Il partito di Bersani evidenzia la sintonia con il Quirinale. Fischi a destra, applausi a sinistra. È una celebrazione “patriottica” anomala questa per i 150 anni dell’Unità d’Italia. Anche se i meno sorpresi sembrano proprio i Democratici, che sull’importanza di questo anniversario insistono da mesi, a partire dalla Festa nazionale che si è svolta a Torino a inizio settembre. «Io voglio che il mio sia un partito di patrioti, di autonomisti e di riformatori – ha detto ieri Pier Luigi Bersani guidando una delegazione del Pd sull’Altare della patria, omaggio inedito per un partito politico – la parola “patriota” è stata sempre legata ai democratici, mai ai conservatori, e noi dobbiamo recuperare questo tratto in una Italia che deve essere ricca di autonomie».
Ieri questa intenzione è apparsa evidente, dalle coccarde tricolori indossate dai deputati dem ai primi versi dell’Inno intonati in aula al termine del discorso di Napolitano, con il resto dell’emiciclo che si accoda all’iniziativa del Pd.
Se Berlusconi, e con lui tutto il Pdl, paga in termini di immagine soprattutto in questi giorni l’alleanza con Bossi, che tante volte lo ha premiato invece nelle urne, il segretario dem ha scontato rapidamente le immediate polemiche per la sua intervista alla Padania e oggi può parlare di «tradimento» dei principi costituzionali da parte della Lega senza il timore di contraccolpi. Rovesciando, anzi, le responsabilità leghiste sul Cavaliere: «Chi giura sulla Costituzione e sulla bandiera o è coerente o va a casa e il presidente del consiglio deve renderne conto», ha ribadito ieri.
Il clima favorevole al Pd, peraltro unico partito italiano ad avere un simbolo tricolore, si allarga anche agli ex rappresentanti istituzionali a esso più vicini. Ieri, al loro ingresso a Montecitorio per le celebrazioni ufficiali, la folla presente in piazza ha calorosamente applaudito i presidenti emeriti Oscar Luigi Scalfaro e, ancora più intensamente, Carlo Azeglio Ciampi.

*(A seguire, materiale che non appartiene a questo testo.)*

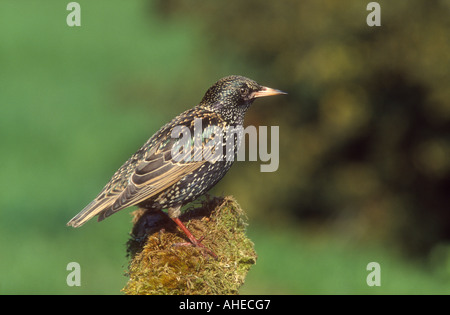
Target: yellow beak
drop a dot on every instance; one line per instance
(266, 91)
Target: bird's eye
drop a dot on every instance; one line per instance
(244, 89)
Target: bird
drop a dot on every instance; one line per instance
(159, 177)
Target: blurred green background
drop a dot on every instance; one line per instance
(364, 171)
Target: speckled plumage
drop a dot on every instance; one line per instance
(153, 179)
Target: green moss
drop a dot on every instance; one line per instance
(159, 267)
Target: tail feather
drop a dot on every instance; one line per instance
(94, 208)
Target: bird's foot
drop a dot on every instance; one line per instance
(193, 240)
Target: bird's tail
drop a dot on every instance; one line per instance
(91, 210)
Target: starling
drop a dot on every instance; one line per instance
(154, 179)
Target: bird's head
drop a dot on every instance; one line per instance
(234, 94)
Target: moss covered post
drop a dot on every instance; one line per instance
(159, 267)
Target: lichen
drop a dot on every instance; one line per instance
(159, 267)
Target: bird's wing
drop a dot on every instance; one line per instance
(151, 170)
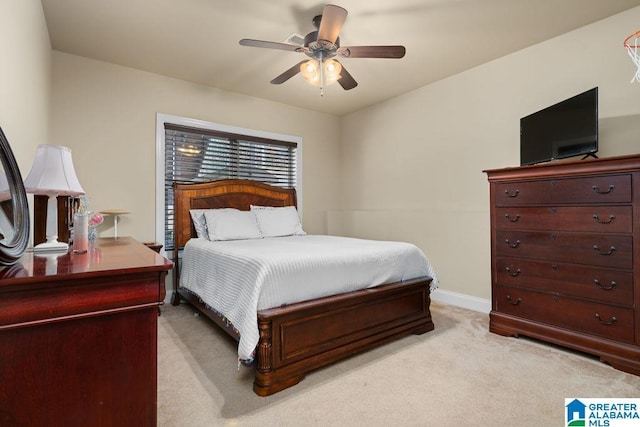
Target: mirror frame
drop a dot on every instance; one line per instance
(12, 250)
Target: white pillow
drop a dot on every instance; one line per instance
(231, 224)
(278, 221)
(199, 222)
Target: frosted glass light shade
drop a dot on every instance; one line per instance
(331, 69)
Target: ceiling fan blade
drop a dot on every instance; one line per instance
(372, 51)
(273, 45)
(288, 74)
(346, 80)
(331, 23)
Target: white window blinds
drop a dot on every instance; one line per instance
(198, 155)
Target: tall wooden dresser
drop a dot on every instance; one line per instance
(78, 337)
(565, 256)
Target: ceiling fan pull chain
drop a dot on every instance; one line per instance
(321, 77)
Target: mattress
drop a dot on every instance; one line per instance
(237, 278)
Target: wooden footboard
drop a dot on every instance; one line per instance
(302, 337)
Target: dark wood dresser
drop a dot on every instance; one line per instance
(565, 256)
(78, 337)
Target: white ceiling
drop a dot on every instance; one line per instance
(197, 40)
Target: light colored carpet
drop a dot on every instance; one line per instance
(458, 374)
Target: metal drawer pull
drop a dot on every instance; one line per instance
(514, 219)
(599, 221)
(514, 274)
(597, 190)
(515, 245)
(604, 322)
(597, 249)
(605, 288)
(518, 301)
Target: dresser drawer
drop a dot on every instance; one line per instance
(598, 284)
(605, 250)
(598, 219)
(596, 189)
(611, 322)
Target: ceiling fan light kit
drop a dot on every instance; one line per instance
(322, 46)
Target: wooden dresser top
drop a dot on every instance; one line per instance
(108, 257)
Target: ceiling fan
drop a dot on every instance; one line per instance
(322, 46)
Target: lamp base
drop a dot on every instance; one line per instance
(54, 246)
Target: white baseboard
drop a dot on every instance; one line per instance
(461, 300)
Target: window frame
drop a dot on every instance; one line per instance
(162, 118)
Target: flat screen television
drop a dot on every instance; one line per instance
(566, 129)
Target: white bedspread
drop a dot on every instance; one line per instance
(237, 278)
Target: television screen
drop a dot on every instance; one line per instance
(566, 129)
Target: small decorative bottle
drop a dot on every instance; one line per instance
(81, 227)
(80, 232)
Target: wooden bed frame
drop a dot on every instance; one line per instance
(299, 338)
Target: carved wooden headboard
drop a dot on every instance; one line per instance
(226, 193)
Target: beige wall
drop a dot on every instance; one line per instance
(412, 166)
(406, 169)
(24, 78)
(107, 115)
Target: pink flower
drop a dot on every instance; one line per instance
(95, 219)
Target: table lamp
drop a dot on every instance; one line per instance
(52, 175)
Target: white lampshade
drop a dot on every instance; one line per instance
(52, 174)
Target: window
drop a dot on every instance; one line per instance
(198, 152)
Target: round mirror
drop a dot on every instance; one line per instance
(14, 209)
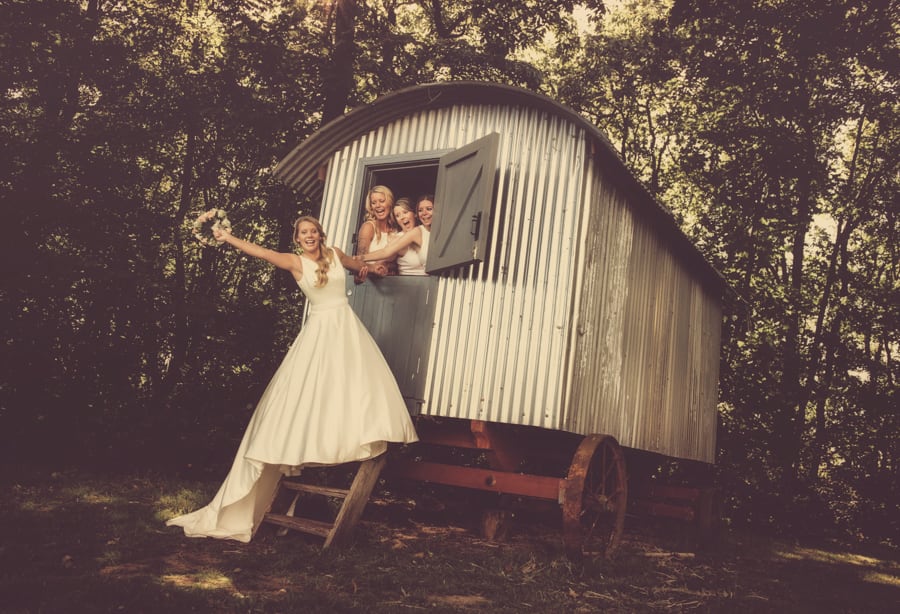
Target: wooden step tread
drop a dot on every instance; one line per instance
(340, 493)
(306, 525)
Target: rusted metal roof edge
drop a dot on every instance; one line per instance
(299, 169)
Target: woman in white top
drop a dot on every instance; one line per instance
(410, 259)
(415, 239)
(308, 415)
(379, 228)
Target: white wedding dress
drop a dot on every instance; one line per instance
(333, 400)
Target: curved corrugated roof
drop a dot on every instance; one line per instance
(300, 168)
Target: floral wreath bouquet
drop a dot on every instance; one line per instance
(206, 222)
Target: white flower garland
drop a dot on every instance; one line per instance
(206, 222)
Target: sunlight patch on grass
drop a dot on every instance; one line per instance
(876, 577)
(459, 601)
(181, 502)
(824, 556)
(206, 580)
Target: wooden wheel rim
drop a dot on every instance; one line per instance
(595, 496)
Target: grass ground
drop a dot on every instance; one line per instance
(73, 542)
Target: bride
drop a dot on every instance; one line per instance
(332, 400)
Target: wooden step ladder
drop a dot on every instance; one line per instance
(354, 501)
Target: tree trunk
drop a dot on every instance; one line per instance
(338, 80)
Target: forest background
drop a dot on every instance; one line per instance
(767, 127)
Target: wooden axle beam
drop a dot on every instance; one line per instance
(536, 486)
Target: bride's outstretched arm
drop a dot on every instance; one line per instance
(283, 260)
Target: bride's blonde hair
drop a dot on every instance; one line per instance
(324, 260)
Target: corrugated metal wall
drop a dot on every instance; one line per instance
(581, 319)
(647, 352)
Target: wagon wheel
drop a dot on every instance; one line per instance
(595, 495)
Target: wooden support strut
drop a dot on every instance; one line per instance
(354, 502)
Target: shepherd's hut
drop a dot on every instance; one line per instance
(562, 297)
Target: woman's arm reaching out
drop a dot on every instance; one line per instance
(283, 260)
(393, 248)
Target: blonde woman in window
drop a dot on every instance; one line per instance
(415, 239)
(379, 228)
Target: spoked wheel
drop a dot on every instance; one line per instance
(595, 495)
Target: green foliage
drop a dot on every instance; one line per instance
(770, 130)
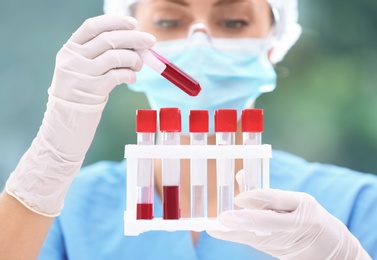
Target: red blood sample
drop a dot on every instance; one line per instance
(178, 77)
(171, 202)
(144, 211)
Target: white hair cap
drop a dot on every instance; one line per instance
(285, 11)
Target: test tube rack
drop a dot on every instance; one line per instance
(134, 226)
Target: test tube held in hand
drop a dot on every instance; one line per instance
(145, 129)
(170, 127)
(198, 127)
(225, 128)
(252, 128)
(171, 72)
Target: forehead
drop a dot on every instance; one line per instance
(202, 2)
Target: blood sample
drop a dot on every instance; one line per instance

Tra i primi “ospiti” a giungere alla camera c’è stato Romano Prodi e anche per lui dalla gente in attesa sono arrivati solo applausi, che hanno fatto apparire ancora più stridenti i fischi piovuti poco dopo su Ignazio La Russa. Bersani ha accolto per primo in aula con un abbraccio sia Ciampi che Prodi, con il quale ha scambiato anche qualche parola. E, alla fine della celebrazione, ha apprezzato il discorso di Napolitano come «un punto esclamativo su una giornata splendida, nella quale tanti cittadini hanno fatto sentire il loro affetto per l’unità del nostro paese e per le sue radici democratiche e costituzionali».
È difficile prevedere la possibile ricaduta nelle urne di questo clima favorevole ai Democratici. E sarebbe anche riduttivo spiegare l’impegno straordinario del Pd per questo anniversario in termini di semplice tattica elettorale. Certo Bersani ha puntato molto sull’idea di un partito “responsabile”, pronto a sacrificare perfino alcuni tratti identitari a favore di una alleanza costituzionale, per andare “oltre” il berlusconismo. Una scelta che lo ha sottoposto alle critiche della minoranza interna e lo ha costretto a leggere per mesi sondaggi al di sotto delle aspettative. Oggi questa strategia sembra stia iniziando a pagare. Lo dimostrano non solo i primi segni più delle rilevazioni statistiche, ma anche alcune sensazioni, diversissime tra loro, che non sono sfuggite al Nazareno: dalla vittoria del brano di Roberto Vecchioni a Sanremo al successo su quello stesso palco (e sugli schermi tv) della serata celebrativa culminata con la performance di Roberto Benigni, dalle numerose manifestazioni spontanee di piazza fino alle contestazioni anti-Lega e anti-Pdl di questi giorni. Fenomeni che non sono certo animati solo da un popolo di sinistra e che il Pd non vuole cavalcare, ma semmai “affiancare” con una presenza discreta. La verifica dell’efficacia arriverà a maggio con le amministrative.